> On Jan 23, 2008, at 6:39 AM, Andreas Ericsson wrote:
>> Marko Kreen wrote:
>>> On 1/23/08, Andreas Ericsson <ae@op5.se> wrote:
>>>> Dmitry Potapov wrote:
>>>>> On Wed, Jan 23, 2008 at 09:32:54AM +0100, Andreas Ericsson wrote:
>>>>>> The FNV hash would be better (pasted below), but I doubt
>>>>>> anyone will ever care, and there will be larger differences
>>>>>> between architectures with this one than the lt_git hash (well,
>>>>>> a function's gotta have a name).
>>>>> Actually, Bob Jenkins' lookup3 hash is twice faster in my tests
>>>>> than FNV, and also it is much less likely to have any collision.
>>>>>
>>>> >From
http://burtleburtle.net/bob/hash/doobs.html
>>>> ---
>>>> FNV Hash
>>>>
>>>> I need to fill this in. Search the web for FNV hash. It's faster
>>>> than my hash on Intel (because Intel has fast multiplication), but
>>>> slower on most other platforms. Preliminary tests suggested it has
>>>> decent distributions.
>>> I suspect that this paragraph was about comparison with lookup2
>>
>>
>> It might be. It's from the link Dmitry posted in his reply to my original
>> message. (something/something/doobs.html).
>>
>>> (not lookup3) because lookup3 beat easily all the "simple" hashes
>>
>> By how much? FNV beat Linus' hash by 0.01 microseconds / insertion,
>> and 0.1 microsecons / lookup. We're talking about a case here where
>> there will never be more lookups than insertions (unless I'm much
>> mistaken).
>>
>>> If you don't mind few percent speed penalty compared to Jenkings
>>> own optimized version, you can use my simplified version:
>>>
>>>
http://repo.or.cz/w/pgbouncer.git?a=blob;f=src/hash.c;h=5c9a73639ad098c296c0be562c3457...
>>>
>>
>> I don't, but I don't care that deeply either. On the one hand,
>> it would be nifty to have an excellent hash-function in git.

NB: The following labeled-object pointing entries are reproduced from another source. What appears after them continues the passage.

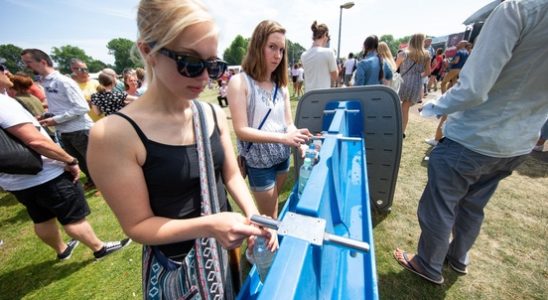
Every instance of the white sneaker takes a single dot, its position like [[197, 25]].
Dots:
[[432, 142]]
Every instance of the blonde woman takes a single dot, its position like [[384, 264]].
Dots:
[[414, 63], [166, 191], [384, 51]]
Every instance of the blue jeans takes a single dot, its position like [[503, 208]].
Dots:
[[460, 183]]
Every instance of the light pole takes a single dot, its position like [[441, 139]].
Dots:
[[347, 5]]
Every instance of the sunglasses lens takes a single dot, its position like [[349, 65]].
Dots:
[[190, 66], [194, 67], [216, 69]]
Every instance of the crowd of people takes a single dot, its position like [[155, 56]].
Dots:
[[174, 157]]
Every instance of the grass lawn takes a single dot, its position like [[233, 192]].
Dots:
[[508, 260]]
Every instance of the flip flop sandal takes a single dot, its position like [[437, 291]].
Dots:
[[406, 264]]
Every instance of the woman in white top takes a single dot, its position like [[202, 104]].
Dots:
[[320, 66], [261, 115]]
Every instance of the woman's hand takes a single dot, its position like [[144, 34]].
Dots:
[[297, 137], [231, 229], [272, 242]]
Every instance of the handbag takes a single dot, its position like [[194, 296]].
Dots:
[[16, 157], [241, 159], [204, 273]]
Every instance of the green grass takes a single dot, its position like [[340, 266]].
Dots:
[[508, 260]]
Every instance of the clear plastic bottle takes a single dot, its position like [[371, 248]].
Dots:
[[311, 153], [304, 173], [262, 256]]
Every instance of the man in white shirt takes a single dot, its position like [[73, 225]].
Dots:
[[320, 66], [66, 101], [54, 192], [495, 113]]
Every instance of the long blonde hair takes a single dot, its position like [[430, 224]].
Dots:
[[161, 21], [384, 51], [416, 51]]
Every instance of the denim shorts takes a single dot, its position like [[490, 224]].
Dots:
[[261, 180], [58, 198]]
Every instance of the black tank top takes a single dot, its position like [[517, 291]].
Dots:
[[173, 181]]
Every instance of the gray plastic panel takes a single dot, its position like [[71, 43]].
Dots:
[[382, 132]]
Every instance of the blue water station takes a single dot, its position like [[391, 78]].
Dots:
[[326, 236]]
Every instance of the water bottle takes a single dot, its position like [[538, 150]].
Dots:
[[262, 256], [304, 173], [311, 153]]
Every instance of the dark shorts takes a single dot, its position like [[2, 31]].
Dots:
[[58, 198], [261, 180]]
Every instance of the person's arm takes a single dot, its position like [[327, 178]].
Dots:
[[115, 157], [237, 97], [399, 60], [501, 32], [456, 59], [96, 109], [359, 78], [427, 69], [233, 179], [333, 67], [30, 136], [234, 182]]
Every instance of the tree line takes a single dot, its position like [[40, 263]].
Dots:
[[125, 54]]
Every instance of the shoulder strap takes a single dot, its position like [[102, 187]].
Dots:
[[209, 254], [214, 116], [140, 133], [414, 62]]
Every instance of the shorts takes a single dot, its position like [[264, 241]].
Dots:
[[264, 179], [58, 198]]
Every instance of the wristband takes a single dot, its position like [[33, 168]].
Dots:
[[74, 162]]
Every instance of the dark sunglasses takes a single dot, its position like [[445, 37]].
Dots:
[[191, 66]]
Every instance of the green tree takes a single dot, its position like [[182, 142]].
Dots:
[[294, 51], [234, 54], [64, 54], [123, 58], [96, 65], [12, 56]]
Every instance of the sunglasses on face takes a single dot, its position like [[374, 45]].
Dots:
[[191, 66]]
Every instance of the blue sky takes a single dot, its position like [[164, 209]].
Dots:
[[90, 24]]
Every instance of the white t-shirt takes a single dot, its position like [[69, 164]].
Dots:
[[300, 76], [318, 63], [11, 114], [349, 66]]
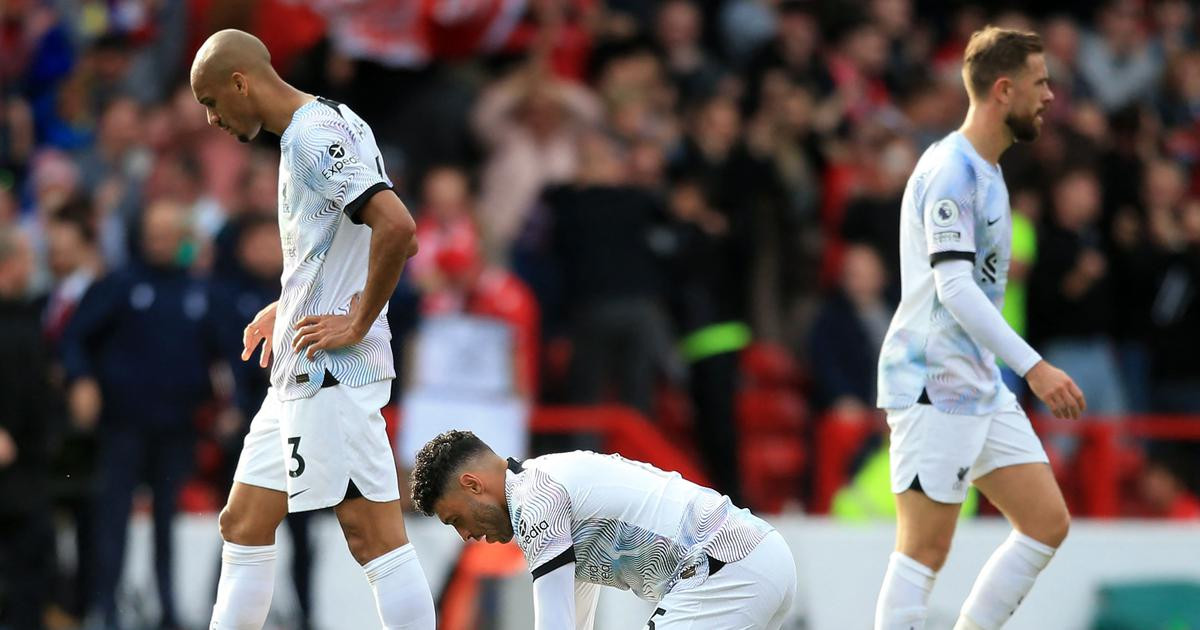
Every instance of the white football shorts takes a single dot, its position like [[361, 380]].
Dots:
[[315, 448], [946, 451], [754, 593]]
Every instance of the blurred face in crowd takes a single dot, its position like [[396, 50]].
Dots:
[[162, 233], [1061, 40], [120, 125], [1029, 95], [797, 36], [7, 205], [66, 247], [1164, 185], [1185, 76], [868, 48], [1121, 24], [16, 263], [893, 16], [862, 274], [646, 163], [718, 126], [599, 161], [543, 111], [474, 511], [1077, 199], [261, 251]]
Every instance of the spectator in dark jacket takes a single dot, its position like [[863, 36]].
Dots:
[[137, 357], [613, 277], [1072, 307], [847, 334], [27, 537]]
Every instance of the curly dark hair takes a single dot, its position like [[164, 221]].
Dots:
[[437, 461]]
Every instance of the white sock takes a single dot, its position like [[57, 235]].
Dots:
[[904, 599], [244, 593], [1005, 581], [402, 593]]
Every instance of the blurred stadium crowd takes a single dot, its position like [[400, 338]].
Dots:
[[655, 197]]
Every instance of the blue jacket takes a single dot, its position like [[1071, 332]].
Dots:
[[148, 336]]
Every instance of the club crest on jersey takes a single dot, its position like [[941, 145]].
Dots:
[[946, 213], [529, 532], [342, 162]]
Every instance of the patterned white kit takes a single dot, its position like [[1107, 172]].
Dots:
[[631, 526], [319, 427]]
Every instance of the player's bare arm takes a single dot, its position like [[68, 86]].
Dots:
[[393, 243], [259, 330]]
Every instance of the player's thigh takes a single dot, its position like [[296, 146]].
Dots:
[[261, 462], [252, 515], [257, 502], [933, 451], [924, 527], [1029, 496]]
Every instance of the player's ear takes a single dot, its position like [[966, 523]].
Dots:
[[471, 483], [1003, 89]]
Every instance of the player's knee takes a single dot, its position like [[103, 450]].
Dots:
[[238, 527], [931, 551], [933, 557], [1055, 529]]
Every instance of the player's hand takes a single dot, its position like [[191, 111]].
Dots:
[[259, 330], [1057, 390], [85, 401], [327, 333]]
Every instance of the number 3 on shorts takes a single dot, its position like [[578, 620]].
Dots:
[[295, 455]]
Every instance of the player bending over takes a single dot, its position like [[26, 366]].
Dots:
[[586, 520]]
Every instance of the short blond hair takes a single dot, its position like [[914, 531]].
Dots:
[[993, 53]]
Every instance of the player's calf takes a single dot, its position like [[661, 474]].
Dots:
[[371, 528]]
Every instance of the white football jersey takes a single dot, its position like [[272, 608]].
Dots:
[[329, 168], [623, 523], [955, 207]]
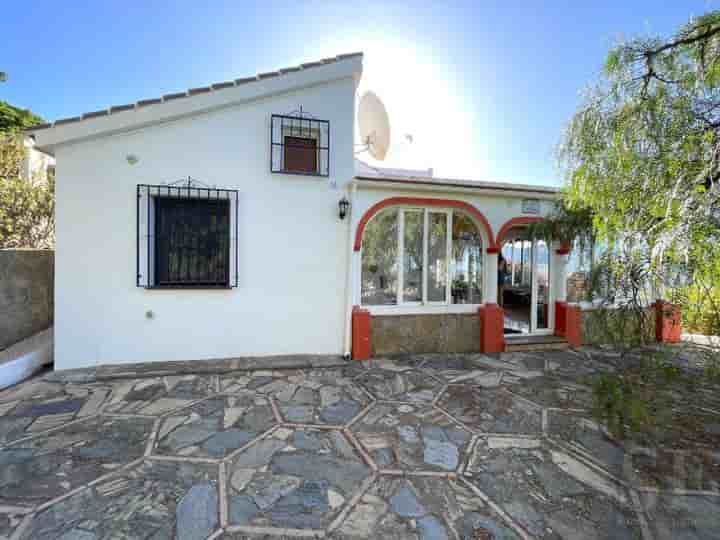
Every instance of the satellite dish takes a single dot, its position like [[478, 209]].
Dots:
[[374, 125]]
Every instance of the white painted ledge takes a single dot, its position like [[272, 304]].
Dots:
[[21, 360]]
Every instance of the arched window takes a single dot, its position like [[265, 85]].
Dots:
[[417, 256]]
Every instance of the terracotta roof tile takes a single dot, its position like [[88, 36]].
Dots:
[[95, 114], [195, 91], [120, 108], [220, 86], [67, 120], [246, 80], [201, 90], [144, 102], [177, 95]]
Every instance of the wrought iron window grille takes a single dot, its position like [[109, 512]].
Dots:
[[186, 236], [299, 144]]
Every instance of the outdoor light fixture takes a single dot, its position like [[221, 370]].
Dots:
[[343, 206]]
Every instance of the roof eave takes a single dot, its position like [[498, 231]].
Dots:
[[445, 184], [196, 101]]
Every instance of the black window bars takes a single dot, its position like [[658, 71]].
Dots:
[[186, 236], [299, 144]]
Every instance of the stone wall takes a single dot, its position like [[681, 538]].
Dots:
[[26, 293], [442, 333]]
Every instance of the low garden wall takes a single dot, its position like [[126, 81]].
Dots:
[[26, 293], [417, 334]]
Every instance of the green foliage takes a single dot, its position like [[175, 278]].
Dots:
[[642, 151], [13, 119], [26, 205]]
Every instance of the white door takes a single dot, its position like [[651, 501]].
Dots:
[[541, 304]]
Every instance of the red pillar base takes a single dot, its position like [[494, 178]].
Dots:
[[668, 325], [492, 328], [560, 318], [573, 325], [361, 344]]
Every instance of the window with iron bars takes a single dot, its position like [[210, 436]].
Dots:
[[186, 236], [299, 144]]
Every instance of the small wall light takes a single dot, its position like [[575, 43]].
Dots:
[[343, 206]]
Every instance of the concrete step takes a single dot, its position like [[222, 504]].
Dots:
[[520, 343]]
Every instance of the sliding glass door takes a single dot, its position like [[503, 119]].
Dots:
[[525, 296], [425, 253]]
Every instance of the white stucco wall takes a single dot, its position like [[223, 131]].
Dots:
[[292, 246]]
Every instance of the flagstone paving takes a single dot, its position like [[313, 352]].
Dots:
[[463, 447]]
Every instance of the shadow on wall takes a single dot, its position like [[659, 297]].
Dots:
[[26, 293]]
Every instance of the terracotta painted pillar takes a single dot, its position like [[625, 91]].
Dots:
[[492, 328], [490, 315], [668, 322], [560, 282], [490, 276], [573, 325], [361, 334]]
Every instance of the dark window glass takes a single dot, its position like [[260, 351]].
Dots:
[[192, 239], [300, 154]]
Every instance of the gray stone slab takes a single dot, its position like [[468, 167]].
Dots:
[[197, 513]]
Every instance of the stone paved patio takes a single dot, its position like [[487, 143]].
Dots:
[[471, 447]]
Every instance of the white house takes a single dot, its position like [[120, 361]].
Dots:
[[207, 224]]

>> On the other hand, it would look stupid with something that's
>> quite clearly over-kill.
>>
>>> It works always with "native" endianess, unlike Jenkins fixed-endian
>>> hashlittle() / hashbig(). It may or may not matter if you plan
>>> to write values on disk.
>>> Speed-wise it may be 10-30% slower worst case (in my case sparc-classic
>>> with unaligned data), but on x86, lucky gcc version and maybe
>>> also memcpy() hack seen in system.h, it tends to be ~10% faster,
>>> especially as it does always 4byte read in main loop.
>>
>> It would have to be a significant improvement in wall-clock time
>> on a test-case of hashing 30k strings to warrant going from 6 to 80
>> lines of code, imo. I still believe the original dumb hash Linus
>> wrote is "good enough".
>>
>> On a side-note, it was very interesting reading, and I shall have
>> to add jenkins3_mkreen() to my test-suite (although the "keep
>> copyright note" license thing bugs me a bit).
>
> Would you, for completeness' sake, please add Tcl and STL hashes to your
> test suite?